Twenty-six states, including Indiana, took the feds to court.
The ink was barely dry on the Education Department’s vast rewrite before 10 separate federal lawsuits were filed by 26 states, various membership organizations, and individual plaintiffs across the country.
The essential elements of each lawsuit share a common theme: The Biden administration’s new Title IX rule is illegal, unconstitutional, and “arbitrary and capricious” under the Administrative Procedure Act—the federal law that governs all agency rulemaking.
The Administrative Procedure Act requires courts to “hold unlawful and set aside agency action” that is “arbitrary, capricious, an abuse of discretion, or otherwise not in accordance with law”; “contrary to constitutional right, power, privilege, or immunity”; or “in excess of statutory jurisdiction, authority, or limitations, or short of statutory right.”
In six of the 10 federal lawsuits, judges have already issued decisions and temporarily enjoined the revised Title IX rule from taking effect, citing the same “arbitrary and capricious” nature of the regulation.
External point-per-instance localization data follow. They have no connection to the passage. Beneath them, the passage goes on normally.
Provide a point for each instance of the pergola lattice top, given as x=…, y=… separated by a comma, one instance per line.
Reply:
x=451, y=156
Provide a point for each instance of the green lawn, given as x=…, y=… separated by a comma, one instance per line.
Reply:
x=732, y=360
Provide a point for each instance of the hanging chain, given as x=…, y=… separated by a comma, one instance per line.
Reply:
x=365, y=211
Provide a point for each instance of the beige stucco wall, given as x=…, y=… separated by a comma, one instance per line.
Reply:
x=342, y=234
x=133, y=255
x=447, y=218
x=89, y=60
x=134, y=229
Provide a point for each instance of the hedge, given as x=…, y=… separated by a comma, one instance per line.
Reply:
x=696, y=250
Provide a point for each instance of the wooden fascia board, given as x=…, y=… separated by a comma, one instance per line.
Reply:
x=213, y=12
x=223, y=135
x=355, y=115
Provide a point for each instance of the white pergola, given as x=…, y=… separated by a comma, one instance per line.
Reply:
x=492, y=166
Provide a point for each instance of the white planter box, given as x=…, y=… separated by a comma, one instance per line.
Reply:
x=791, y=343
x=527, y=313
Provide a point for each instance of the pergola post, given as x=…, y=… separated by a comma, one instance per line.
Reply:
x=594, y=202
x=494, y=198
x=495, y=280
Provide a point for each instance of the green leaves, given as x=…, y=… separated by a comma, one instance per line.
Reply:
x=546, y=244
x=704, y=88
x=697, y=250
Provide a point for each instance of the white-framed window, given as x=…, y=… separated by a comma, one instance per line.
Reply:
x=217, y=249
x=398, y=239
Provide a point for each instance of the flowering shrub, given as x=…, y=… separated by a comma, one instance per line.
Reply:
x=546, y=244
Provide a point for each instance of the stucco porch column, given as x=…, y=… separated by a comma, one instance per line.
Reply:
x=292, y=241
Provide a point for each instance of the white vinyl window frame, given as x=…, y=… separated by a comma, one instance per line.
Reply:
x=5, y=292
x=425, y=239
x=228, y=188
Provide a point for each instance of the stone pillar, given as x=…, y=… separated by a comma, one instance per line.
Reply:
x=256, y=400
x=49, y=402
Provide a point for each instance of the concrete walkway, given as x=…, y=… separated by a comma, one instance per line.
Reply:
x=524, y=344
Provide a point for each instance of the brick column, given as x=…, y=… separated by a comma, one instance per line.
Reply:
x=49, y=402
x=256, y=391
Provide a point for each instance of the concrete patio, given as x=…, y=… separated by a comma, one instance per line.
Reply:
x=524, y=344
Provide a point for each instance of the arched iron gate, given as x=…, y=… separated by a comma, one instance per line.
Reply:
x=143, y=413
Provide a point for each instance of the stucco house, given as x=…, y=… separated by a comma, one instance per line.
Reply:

As a result, there are already temporary injunctions in place against the rule’s application in 22 states.
Further, a federal district court in Kansas enjoined the department’s enforcement of the 2024 Title IX rule in a unique manner that impacts educational institutions nationwide. In addition to blocking enforcement in the specific plaintiff states (i.e., Alaska, Kansas, Utah, and Wyoming), it blocked enforcement at the more than 680 colleges and universities attended by the children of members of the plaintiff membership organizations anywhere in the country.
So Harris/Biden decided to take it to the Supreme Court, which isn’t going to get involved. So the injunctions against implementing this change stand.